Aggregators or direct?

When buying information – public (and not-so-public) records, news, or legal filings – you have two choices: Buying direct from the sources or buying from information aggregators, firms that collect the data from the various sources and compile it into one database or product.

I frequently use aggregated sources, including LexisNexis, Dow Jones Factiva, TracersInfo.com, and others. Aggregators save time, since I don’t have to go to every newspaper, courthouse, or individual data source. Using their comprehensive reports, these products also help me get the big picture before I start digging deeper.

But I never stop there, and I frequently forego the convenience by going straight to the source and bypassing the aggregators. Whether you’re a researcher or investigator – relying solely on aggregated sources should be avoided for several reasons:

They’re not up-to-date

For a recent background investigation, I ran a New York business entity search and found one record for the firm. The status was “inactive (dissolution),” as of just six days earlier. In one of the aggregators, the incorporation record still showed up as active, and if I had not gone straight to the source, I would have missed a key piece of intelligence.

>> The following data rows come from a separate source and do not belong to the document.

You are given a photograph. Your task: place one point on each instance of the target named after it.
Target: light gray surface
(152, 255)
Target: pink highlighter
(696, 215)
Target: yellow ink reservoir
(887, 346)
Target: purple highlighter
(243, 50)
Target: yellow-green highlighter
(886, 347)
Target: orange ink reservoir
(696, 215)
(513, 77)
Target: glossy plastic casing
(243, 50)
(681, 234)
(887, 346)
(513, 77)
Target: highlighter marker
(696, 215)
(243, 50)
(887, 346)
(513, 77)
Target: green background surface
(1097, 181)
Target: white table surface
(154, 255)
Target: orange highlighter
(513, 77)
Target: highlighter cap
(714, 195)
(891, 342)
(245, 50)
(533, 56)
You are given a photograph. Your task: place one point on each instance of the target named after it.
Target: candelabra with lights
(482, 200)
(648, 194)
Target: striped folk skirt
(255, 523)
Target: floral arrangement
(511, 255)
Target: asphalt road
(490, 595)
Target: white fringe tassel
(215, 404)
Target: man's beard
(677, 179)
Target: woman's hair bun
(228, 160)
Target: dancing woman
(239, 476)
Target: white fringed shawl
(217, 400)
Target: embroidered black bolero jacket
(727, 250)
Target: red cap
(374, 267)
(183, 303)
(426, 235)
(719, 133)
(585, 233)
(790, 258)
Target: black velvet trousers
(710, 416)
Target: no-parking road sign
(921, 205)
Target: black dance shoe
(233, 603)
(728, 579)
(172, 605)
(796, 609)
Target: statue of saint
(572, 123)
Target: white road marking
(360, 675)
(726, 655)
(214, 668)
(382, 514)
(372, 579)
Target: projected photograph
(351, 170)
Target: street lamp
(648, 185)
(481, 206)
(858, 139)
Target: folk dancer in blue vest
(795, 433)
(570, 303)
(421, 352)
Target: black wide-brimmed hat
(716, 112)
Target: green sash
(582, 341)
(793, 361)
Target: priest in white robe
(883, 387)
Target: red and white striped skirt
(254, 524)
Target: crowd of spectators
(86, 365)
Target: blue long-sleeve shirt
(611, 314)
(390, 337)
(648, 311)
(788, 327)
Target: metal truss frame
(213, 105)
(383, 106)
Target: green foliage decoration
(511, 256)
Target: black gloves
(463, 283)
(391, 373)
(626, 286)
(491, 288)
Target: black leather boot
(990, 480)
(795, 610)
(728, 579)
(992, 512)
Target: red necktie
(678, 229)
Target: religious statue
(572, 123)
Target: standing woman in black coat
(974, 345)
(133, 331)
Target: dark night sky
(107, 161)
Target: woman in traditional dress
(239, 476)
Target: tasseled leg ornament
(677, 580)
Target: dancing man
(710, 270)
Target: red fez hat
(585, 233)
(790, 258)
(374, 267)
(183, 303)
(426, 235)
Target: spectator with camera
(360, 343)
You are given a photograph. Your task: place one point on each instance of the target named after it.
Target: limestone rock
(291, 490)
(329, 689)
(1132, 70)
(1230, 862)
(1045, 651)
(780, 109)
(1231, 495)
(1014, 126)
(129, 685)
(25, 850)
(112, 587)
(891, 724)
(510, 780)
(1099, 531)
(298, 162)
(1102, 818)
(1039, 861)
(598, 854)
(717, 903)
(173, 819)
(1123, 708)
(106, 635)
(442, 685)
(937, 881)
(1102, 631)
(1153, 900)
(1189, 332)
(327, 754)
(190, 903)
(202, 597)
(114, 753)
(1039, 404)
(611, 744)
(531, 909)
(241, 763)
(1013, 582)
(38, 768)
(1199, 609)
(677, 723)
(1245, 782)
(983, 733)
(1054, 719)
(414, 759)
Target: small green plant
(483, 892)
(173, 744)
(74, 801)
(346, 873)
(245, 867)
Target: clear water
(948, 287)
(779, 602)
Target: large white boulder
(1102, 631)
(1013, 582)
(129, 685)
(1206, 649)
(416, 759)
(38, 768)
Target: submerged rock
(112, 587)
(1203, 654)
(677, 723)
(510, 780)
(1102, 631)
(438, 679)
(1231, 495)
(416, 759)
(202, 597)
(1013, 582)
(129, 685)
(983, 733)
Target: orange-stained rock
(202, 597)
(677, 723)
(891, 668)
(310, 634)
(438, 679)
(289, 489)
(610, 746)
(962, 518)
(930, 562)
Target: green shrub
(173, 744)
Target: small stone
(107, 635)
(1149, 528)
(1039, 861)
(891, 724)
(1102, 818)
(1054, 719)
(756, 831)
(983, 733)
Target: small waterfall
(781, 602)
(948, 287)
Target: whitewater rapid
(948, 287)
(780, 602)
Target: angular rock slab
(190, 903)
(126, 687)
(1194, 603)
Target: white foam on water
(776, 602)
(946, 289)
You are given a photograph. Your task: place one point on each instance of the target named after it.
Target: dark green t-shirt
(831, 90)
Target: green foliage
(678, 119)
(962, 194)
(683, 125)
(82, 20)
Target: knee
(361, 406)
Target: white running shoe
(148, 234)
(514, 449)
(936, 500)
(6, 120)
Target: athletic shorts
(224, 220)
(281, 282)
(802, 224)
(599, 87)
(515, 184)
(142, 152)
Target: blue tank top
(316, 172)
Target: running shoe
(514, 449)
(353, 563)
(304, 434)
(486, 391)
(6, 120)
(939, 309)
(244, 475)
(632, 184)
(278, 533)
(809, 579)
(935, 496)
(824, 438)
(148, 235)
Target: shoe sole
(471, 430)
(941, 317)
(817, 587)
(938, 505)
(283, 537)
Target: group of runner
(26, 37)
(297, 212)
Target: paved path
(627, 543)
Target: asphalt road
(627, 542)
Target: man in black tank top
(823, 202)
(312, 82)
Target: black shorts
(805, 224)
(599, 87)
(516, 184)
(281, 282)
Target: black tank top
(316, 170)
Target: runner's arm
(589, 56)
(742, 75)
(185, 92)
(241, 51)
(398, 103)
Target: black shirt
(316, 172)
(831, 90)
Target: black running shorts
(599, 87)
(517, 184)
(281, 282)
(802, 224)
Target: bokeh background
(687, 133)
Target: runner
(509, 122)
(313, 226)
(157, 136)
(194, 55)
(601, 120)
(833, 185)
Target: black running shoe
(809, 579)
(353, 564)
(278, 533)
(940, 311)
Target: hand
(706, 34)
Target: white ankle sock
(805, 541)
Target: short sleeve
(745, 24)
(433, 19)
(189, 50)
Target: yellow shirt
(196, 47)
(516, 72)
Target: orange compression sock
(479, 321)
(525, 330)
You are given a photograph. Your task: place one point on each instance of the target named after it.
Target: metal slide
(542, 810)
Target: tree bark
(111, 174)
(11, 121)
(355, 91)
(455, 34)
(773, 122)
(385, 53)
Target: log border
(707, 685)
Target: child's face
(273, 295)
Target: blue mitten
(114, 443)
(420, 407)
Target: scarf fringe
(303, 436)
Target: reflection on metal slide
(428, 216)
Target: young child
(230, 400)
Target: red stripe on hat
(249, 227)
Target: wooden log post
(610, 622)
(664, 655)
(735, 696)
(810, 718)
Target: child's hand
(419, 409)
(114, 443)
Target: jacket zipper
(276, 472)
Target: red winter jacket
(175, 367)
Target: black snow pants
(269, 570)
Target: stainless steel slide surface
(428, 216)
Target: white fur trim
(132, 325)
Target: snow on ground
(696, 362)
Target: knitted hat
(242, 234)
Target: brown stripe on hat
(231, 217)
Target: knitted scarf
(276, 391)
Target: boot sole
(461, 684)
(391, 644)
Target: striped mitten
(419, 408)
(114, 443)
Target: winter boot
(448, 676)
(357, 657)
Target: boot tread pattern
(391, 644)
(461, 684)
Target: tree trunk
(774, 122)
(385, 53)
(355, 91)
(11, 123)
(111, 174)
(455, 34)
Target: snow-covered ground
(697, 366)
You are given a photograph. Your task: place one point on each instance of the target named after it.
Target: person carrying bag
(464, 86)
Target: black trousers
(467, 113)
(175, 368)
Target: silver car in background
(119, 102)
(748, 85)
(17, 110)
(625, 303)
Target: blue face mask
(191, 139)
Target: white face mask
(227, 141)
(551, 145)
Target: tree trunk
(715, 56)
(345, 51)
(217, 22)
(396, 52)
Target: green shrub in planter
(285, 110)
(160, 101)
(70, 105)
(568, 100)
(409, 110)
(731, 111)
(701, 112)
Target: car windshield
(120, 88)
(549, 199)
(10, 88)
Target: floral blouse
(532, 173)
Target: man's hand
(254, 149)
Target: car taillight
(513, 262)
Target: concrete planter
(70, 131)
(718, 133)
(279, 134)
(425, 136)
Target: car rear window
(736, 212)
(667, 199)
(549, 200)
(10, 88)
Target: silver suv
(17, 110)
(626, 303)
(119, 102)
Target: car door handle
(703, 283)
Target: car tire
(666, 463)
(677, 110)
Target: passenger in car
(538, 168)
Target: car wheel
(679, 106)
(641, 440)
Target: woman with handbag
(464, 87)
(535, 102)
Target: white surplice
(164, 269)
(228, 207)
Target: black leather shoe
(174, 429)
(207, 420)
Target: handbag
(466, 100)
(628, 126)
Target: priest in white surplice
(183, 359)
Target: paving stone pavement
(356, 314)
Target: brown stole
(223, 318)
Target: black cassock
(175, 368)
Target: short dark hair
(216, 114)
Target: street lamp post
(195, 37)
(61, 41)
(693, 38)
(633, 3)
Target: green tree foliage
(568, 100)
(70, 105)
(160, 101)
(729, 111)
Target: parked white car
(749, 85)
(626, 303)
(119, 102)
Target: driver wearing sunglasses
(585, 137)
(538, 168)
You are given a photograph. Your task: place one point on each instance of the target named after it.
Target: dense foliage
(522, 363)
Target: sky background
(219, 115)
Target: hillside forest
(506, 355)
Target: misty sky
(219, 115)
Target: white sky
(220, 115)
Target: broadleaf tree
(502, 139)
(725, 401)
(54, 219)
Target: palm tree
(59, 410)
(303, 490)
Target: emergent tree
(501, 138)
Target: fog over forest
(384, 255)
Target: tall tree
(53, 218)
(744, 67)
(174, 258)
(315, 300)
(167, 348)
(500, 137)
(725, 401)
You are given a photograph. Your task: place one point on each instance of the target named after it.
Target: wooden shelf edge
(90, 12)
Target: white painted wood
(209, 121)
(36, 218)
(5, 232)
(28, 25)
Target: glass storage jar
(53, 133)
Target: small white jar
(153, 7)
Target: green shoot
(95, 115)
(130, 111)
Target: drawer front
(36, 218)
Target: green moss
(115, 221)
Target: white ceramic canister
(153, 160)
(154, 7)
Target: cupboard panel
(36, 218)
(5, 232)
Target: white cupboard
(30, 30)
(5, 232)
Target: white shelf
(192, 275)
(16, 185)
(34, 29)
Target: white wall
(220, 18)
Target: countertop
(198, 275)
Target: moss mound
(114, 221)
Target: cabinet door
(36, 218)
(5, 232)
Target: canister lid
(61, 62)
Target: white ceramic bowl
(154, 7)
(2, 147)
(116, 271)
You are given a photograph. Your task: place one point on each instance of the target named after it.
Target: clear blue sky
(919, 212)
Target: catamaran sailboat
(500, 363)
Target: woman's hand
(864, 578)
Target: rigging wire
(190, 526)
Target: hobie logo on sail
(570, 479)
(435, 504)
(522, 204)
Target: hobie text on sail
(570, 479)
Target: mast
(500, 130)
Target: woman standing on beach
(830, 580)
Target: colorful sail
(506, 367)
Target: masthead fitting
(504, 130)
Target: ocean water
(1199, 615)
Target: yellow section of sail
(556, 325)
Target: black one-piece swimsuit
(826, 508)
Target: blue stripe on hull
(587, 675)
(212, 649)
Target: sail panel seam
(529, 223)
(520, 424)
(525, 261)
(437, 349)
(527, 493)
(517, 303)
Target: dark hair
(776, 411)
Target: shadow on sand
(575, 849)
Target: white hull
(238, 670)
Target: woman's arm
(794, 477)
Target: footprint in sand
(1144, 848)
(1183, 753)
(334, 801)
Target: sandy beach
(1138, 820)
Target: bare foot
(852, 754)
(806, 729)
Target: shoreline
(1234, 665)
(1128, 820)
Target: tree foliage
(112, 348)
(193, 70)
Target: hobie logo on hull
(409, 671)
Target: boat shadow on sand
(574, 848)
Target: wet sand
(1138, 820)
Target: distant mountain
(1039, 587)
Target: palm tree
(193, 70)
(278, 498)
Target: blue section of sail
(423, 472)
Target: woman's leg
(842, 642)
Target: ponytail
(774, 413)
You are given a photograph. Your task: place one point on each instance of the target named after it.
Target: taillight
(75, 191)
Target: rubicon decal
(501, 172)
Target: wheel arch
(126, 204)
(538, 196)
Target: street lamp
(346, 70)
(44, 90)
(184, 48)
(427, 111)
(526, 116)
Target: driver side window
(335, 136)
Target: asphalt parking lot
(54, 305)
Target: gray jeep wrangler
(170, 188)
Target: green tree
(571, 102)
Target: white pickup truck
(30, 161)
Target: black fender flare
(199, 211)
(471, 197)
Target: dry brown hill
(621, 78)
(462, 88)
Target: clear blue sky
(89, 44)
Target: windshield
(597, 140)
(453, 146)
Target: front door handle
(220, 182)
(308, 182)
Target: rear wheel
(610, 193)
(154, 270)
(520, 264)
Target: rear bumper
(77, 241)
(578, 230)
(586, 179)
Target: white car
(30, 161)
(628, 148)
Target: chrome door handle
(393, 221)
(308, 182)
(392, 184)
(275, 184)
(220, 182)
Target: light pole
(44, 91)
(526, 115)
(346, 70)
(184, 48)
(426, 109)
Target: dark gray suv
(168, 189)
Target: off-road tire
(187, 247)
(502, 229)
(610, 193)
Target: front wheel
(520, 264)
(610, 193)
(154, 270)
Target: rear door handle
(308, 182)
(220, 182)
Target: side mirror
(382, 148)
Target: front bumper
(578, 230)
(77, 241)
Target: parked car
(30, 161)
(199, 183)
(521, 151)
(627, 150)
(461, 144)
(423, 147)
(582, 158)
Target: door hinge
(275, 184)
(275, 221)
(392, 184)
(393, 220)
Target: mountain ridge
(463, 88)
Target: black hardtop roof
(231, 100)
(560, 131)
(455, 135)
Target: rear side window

Things aren’t as they seem

Data-entry errors happen all the time, and aggregators aren’t always clear about how they present the information. Traffic violations are often listed as criminal records. Case numbers change, and sometimes you’re given so little information that it’s impossible to determine identities, infractions, or outcomes.

You don’t know what you’re missing

I don’t care how much you spend or what the sales rep tells you. Aggregators don’t include everything. They have gaps, whether it’s due to error, a supply-side issue, or company decision, and certain sources are often excluded. I use several aggregators for news searching, for example, and I often get different results.

So what’s the best approach? Use multiple sources, and always verify the information you find. If it can’t be verified, don’t use it or make sure you’re clear about the issue in your reporting. I also consider the case or project. Does the budget or time frame allow for going direct to the source for every search? Or am I required to be as diligent as humanly possible in my investigation?

Bottom line – Don’t make decisions based solely on information you’ve pulled from aggregated sources. They’re handy, but they have their issues.